Weather warped, rickety, and probably chewed on by rodents, all of those were all problems that likely plagued the stairs. Even though they weren’t immediately apparent, her imagination worked well enough. A little too well, actually.

Despite the cool prickle that ran up her spine, she didn’t flinch away from the sight even if she groaned aloud. Her occupation didn’t have room for a fear of enclosed dark places any more than it allowed a discomfort dangling from heights, but that didn’t mean she couldn’t bitch in privacy where no one was to witness and give her shit for it.

Not that she was necessarily afraid of the dark or anything.

She just fucking hated dark, cramped places. It didn’t scare her but merely pissed her off how vulnerable it made her.

It was the whole reason she paid a fortune and went through the pain for her eyes. Although she was mentally moaning over the darkness beyond her eyes’ capabilities, she was grateful to have the expanded night vision that she now possessed. While it wouldn’t make the stairs any safer, and had its limits, she felt more in control. The staircase, as hazardous as it looked, was only a minor obstacle. One that only just barely was able to supersede the limits of her comfort. It could have been much worse—and many times in the past had been. She could either walk away or suck it up and do what had to be done.

She sure as hell wasn’t walking away empty-handed.

At least knowing that monks traversed it several times a day without incident helped a little. If they didn’t crumble under that big bastard that she saw earlier, she doubted they would give beneath her considerably lighter weight.

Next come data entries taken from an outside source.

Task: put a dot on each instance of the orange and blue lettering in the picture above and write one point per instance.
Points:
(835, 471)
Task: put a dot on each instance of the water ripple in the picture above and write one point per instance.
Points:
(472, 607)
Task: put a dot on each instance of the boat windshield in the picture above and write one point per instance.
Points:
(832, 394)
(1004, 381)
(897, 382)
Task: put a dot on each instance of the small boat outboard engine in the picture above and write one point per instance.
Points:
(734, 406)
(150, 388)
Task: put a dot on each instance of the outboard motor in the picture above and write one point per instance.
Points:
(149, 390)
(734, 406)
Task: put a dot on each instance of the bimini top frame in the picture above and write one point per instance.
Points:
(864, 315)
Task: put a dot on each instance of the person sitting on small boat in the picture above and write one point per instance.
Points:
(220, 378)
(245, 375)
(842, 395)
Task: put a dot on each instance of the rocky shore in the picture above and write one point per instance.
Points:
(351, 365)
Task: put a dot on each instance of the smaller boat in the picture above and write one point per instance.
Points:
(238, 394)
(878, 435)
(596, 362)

Eyes narrowing to focus the light as much as possible against the gloom, she took another step and then another, her footsteps echoing faintly with her downward progress. Footsteps light and quick, she barely allowed herself to pause long enough to collect herself when gradually more stairs came into view the deeper that she went. The further from the natural light of the moon spilling into the service window, the more silver thickened her vision to outline everything in an unearthly glow.

The stone walls of the stairwell became etched with silver in every crack, and even the whorls of the wooden rail beneath her hand seemed painted. The door, however, with its heavy grain, almost appeared to her as a sheet of finely woven silver when she finally reached it. The only blemishes marring its surface were that of spiders crawling on it. Slapping them away with the hem of her coat, she finally pushed her way in, the sigh of the door gratifyingly quiet despite all expectations otherwise.

Thank the gods for vigilant priests who oil hinges. And for heat!

Stepping inside, the warmth of the monastery hit her in the face, and with it the lingering clouds of cedar incense smoke. Narrow, elegant stained-glass windows let in traces of moonlight, brightening the hall with faint blues and the slightest blushes of reds despite being covered thickly with dust. Although the hinges were well-seen to, it appeared that no one spent enough time in the hall leading to the tower to bother with the murals gracing the walls or to clean the glass windows that were in a place that couldn’t even be seen from the ground-level. Perhaps that was why they didn’t bother with them.

It was a shame, really. They were magnificent.

Tania slowed her steps, her eyes easily picking out the scenes of Tarachna’s rebirth in the world. Not all of the windows were of scenes she could make sense of. Especially not those that seemed to be places she did not recognize—perhaps within the mountain side before the city had been established.

Eyes falling on one such depiction, her pace slowed and her feet finally stopped, bringing her to a halt in front of the window that captured her attention. The peak was familiar, but around it was a pale golden reptilian sort of creature, its mouth wide open defensively from its perch and wings fanned out, spread wide as if readying to attack. Red flames did not come from its mouth, however. More like a blue fire with billows of something like icy fog rather than smoke.

Was this the dragon of Dragon’s Keep?